Isabel Flores de Oliva, conocida como Santa Rosa de Lima, nació en Lima, Perú, el 20 de abril de 1586. Desde niña mostró un carácter firme, una profunda sensibilidad espiritual y una determinación inquebrantable. El apodo “Rosa” surgió cuando, según la tradición, su rostro se tornó bellamente sonrosado y su madre dijo que parecía una flor. Ella, sin embargo, pidió que ese nombre fuera símbolo de humildad, no de vanidad.
Con una personalidad fuerte y disciplinada, abrazó desde temprana edad un estilo de vida marcado por la oración, la austeridad y la renuncia a las comodidades. Su compasión por los pobres y enfermos se combinaba con una férrea decisión de apartarse de cualquier lujo.
Su concepto de santidad fue radical incluso para su época. Practicaba ayunos prolongados, dormía sobre maderas ásperas y portaba bajo su velo una corona de metal con espinas. Estas penitencias extremas no eran un rechazo a la vida, sino una búsqueda de purificación interior y de unión con el sufrimiento de Cristo.
Aunque no ingresó a un convento, profesó como terciaria dominica y vivió en su hogar con un estilo conventual. Tejía y bordaba para ayudar económicamente a su familia y dedicaba largas horas al cuidado de enfermos y desamparados, convirtiendo su casa en un refugio de caridad.
Su salud, frágil desde joven, se deterioró aún más por las penitencias y por las enfermedades de la época. Contrajo tuberculosis, que lentamente consumió sus fuerzas. Falleció el 24 de agosto de 1617, a los 31 años. Fue canonizada en 1671 por el papa Clemente X y es patrona del Perú, del Nuevo Mundo y de las Filipinas.

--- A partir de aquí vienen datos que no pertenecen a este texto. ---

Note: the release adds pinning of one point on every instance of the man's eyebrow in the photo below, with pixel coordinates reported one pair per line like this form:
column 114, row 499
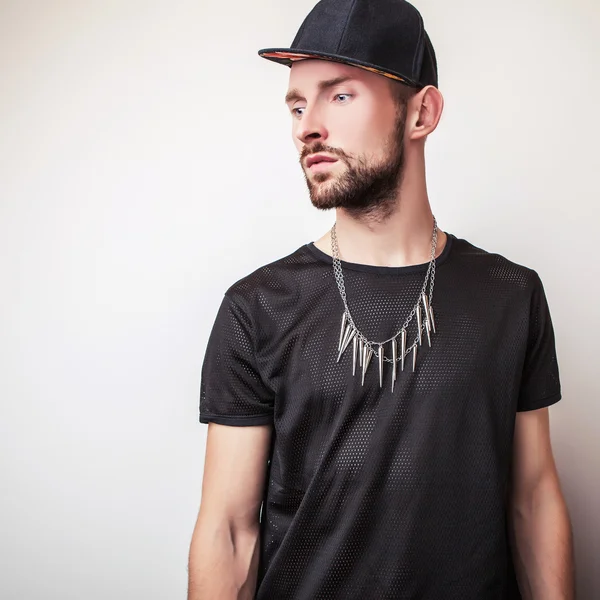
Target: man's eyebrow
column 295, row 94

La tuberculosis: ayer y hoy
La tuberculosis (TB) es una de las enfermedades infecciosas más antiguas de la humanidad. Lesiones compatibles con esta dolencia se han encontrado en restos de más de 5.000 años en Egipto. En el siglo XIX, debido a su alta mortalidad, se la llamó “la gran plaga blanca”.
El gran avance en su comprensión llegó en 1882, cuando Robert Koch identificó al Mycobacterium tuberculosis como agente causante, demostrando que era una enfermedad transmisible. Décadas después, en 1921, se aplicó por primera vez la vacuna BCG, aún vigente para prevenir formas graves en niños.
El verdadero cambio llegó con los antibióticos: la estreptomicina en 1943, seguida por la isoniacida y la rifampicina, permitió la cura en la mayoría de los casos. Hoy el diagnóstico se confirma con baciloscopía, cultivos, pruebas moleculares y radiografías, y el tratamiento estándar dura al menos seis meses con varios fármacos combinados.
A pesar de los avances, la tuberculosis sigue siendo un problema de salud pública, especialmente en países con menos recursos. Su prevención y control dependen del diagnóstico temprano, el tratamiento supervisado y la educación sanitaria.
Prevención y apoyo al paciente
La tuberculosis se transmite por vía aérea, a través de gotas que expulsa una persona enferma al toser, estornudar o hablar. Prevenirla implica ventilar los ambientes, evitar aglomeraciones en lugares cerrados, usar mascarilla cerca de un paciente en tratamiento y fortalecer el sistema inmunológico con buena alimentación, descanso y ejercicio.
La vacuna BCG, aplicada en recién nacidos, sigue siendo clave para prevenir las formas graves. Sin embargo, la detección temprana y el seguimiento médico son igual de importantes para evitar contagios y complicaciones.
Cuando la enfermedad llega a un hogar, el apoyo familiar es crucial. Acompañar con afecto, alentar el cumplimiento estricto del tratamiento y garantizar una buena nutrición hacen una gran diferencia. El equilibrio entre prevención y cercanía evita el aislamiento emocional del paciente.
La tuberculosis no define a quien la padece. Combatir el estigma y la discriminación es esencial para que más personas busquen atención médica sin temor. Tratar con respeto y dignidad a los enfermos no solo es un acto humano, sino también una medida efectiva de salud pública.
Santa Rosa de Lima, que vivió en un tiempo sin cura para esta enfermedad, encarna el valor de la fortaleza espiritual ante la adversidad. Hoy, con la medicina moderna, la fe y la ciencia pueden caminar juntas para vencer a la tuberculosis y proteger la vida.